Jean-François Bladé est le pseudonyme de  Jean François Marie Zéphyrin Bladé, né à Lectoure (Gers) le 15 novembre 1827 et mort à Paris, le 30 avril ou le 30 juin 1900. C’était un magistrat, un historien et folkloriste français. Son œuvre majeure est sa collecte des traditions orales de la Gascogne.

 

 

 

Il y avait, une fois, un homme et une femme qui avaient un chat, un coq, une oie et un bélier.

Un jour, l’homme dit à la femme :

« Femme, c’est demain carnaval. Il faut tuer le Coq. »

Le Chat écoutait, accroupi près du foyer. Aussitôt, il alla trouver le Coq.

« Compère, va vite te cacher dehors, derrière la meule de paille. Je viens d’entendre l’homme dire à la femme : « Femme, c’est demain carnaval. Il faut tuer le Coq. »

Le Coq s’en alla donc vite dehors se cacher derrière la meule de paille. La femme le chercha longtemps, longtemps.

« Homme, je ne trouve pas le Coq.

– Eh bien, femme, il faut tuer l’Oie. »

Le Chat écoutait, accroupi près du foyer. Aussitôt, il alla trouver l’Oie.

« Commère Oie, va vite te cacher dehors, avec le Coq, derrière la meule de paille. Je viens d’entendre la femme dire à l’homme : « Homme, je ne trouve pas le Coq. » Alors, l’homme a répondu : « Eh bien, femme, il faut tuer l’Oie. »

L’Oie s’en alla donc vite dehors se cacher avec le Coq derrière la meule de paille. La femme chercha longtemps, longtemps.

« Homme, je ne trouve pas l’Oie.

– Eh bien, femme, il faut tuer le Bélier. »

Le Chat écoutait, accroupi près du foyer. Aussitôt, il alla trouver le Bélier.

« Compère Bélier, va vite te cacher dehors derrière la meule de paille. Je viens d’entendre la femme dire à l’homme : « Homme, je ne trouve pas l’Oie. » Alors, l’homme a répondu : « Eh bien, femme, il faut tuer le Bélier. »

Le Bélier s’en alla donc vite dehors se cacher avec le Coq et l’Oie derrière la meule de paille.
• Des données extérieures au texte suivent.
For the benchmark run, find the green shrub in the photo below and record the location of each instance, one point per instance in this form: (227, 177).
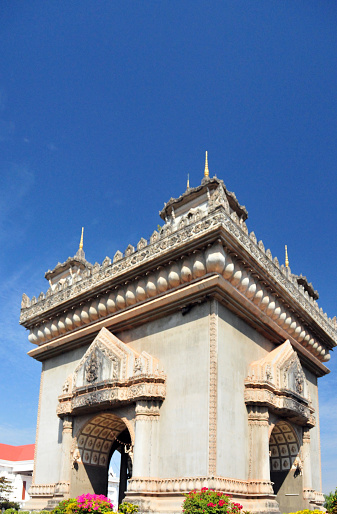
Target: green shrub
(128, 508)
(208, 501)
(331, 502)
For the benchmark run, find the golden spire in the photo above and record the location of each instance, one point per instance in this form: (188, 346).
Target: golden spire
(81, 241)
(206, 172)
(286, 259)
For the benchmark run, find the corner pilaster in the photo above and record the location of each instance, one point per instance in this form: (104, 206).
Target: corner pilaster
(213, 388)
(146, 439)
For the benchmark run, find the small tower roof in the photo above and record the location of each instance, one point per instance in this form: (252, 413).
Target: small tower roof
(192, 193)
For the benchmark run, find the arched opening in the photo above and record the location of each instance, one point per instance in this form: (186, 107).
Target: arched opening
(285, 467)
(97, 441)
La femme chercha longtemps, longtemps.

« Homme, je ne trouve pas le Bélier. »

– Eh bien, femme, il faut tuer le Chat. »

Le Chat écoutait, accroupi près du foyer. Aussitôt, il s’en alla dehors trouver le Coq, l’Oie et le Bélier derrière la meule de paille.

« Mes amis, dit-il, je viens d’entendre la femme dire à l’homme : « Homme, je ne trouve pas le Bélier. » Alors, l’homme a répondu : « Eh bien, femme, il faut tuer le Chat. » Mes amis, il ne fait pas bon ici pour nous. Décampons, et allons voir du pays.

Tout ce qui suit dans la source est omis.